To the outlet end of the passage ^' 38 there is fitted a nozzle 58 of a resilient material such as rubber or a suitable plastics material. This has a slit 59 which is normally closed but which will open to allow semi- solid material under pressure to emerge from the nozzle when the valve 48 is opened. The nozzle 58 prevents the ingress of air when the valve 48 is closed.

A variety of interchangeable nozzles of different shapes (not shown) may be attached to the outlet end of the passage 38 to dispense the semi-solid in ribbons of different shapes, such as round (for example for tooth- paste) and broad and flattened (for example for margarine).
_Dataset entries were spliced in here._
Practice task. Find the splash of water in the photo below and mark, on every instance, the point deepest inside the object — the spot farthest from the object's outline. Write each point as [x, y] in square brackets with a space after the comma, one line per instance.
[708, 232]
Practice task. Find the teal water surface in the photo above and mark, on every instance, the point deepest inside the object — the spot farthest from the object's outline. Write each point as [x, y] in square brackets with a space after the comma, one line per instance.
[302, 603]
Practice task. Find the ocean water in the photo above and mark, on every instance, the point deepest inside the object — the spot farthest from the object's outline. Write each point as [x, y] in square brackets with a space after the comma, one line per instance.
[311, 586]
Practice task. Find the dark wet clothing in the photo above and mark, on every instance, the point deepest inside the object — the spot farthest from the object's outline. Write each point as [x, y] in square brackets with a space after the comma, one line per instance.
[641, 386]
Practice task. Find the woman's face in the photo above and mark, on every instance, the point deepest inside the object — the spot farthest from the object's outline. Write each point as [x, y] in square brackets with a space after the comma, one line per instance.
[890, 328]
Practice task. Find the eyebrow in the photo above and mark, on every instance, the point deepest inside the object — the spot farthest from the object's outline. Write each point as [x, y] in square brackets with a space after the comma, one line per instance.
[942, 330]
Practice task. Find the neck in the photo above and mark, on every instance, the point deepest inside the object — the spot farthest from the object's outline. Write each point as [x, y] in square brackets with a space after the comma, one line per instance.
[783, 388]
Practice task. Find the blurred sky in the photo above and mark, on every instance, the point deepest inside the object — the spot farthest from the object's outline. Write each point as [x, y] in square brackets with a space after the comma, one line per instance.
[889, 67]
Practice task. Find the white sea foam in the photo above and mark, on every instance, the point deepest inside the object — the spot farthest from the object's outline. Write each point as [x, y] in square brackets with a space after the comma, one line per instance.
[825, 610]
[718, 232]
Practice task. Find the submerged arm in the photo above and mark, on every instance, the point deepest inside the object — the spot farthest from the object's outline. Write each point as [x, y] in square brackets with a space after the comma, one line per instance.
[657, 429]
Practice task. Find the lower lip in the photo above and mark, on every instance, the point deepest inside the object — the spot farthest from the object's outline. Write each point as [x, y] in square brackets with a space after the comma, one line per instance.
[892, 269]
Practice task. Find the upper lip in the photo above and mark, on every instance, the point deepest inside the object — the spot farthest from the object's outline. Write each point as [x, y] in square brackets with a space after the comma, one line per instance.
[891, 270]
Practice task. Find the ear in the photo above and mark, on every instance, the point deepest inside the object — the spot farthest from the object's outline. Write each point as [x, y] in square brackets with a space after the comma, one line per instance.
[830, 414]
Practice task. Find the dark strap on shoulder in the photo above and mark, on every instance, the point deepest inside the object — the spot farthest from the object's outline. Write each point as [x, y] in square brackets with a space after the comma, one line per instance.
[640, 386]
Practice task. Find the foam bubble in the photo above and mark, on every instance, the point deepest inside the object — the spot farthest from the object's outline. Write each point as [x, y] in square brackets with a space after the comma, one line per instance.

Any such nozzle may have a removable cap covering it.

The modified discharge assembly 12B shown in Figure 9 also has a resilient nozzle 58 at the outlet end of its passage 38, but the rotary valve body 48 is replaced by a hollow axially movable valve body 60. This is located at a second bend in the passage 38 and is movable from the position shown, in which it closes the passage 38, leftwards as viewed, until it ceases to obstruct the passage 38 and semi-solid material can flow along the passage 38 through the hollow tubular

valve body 60. Displacement of the valve body 60 is by means of an integral stem 61 which extends therefrom out of the body of the assembly 12B through a hole and is connected at its other end to a trigger 62 which is movable toward the body of the assembly 12B against the action of a spring 63 surrounding the stem. The trigger 62 is squeezed toward the body of the assembly 12B to open the valve 60 and when released is returned by the spring 63 to the position shown, thus reclosing the valve 60.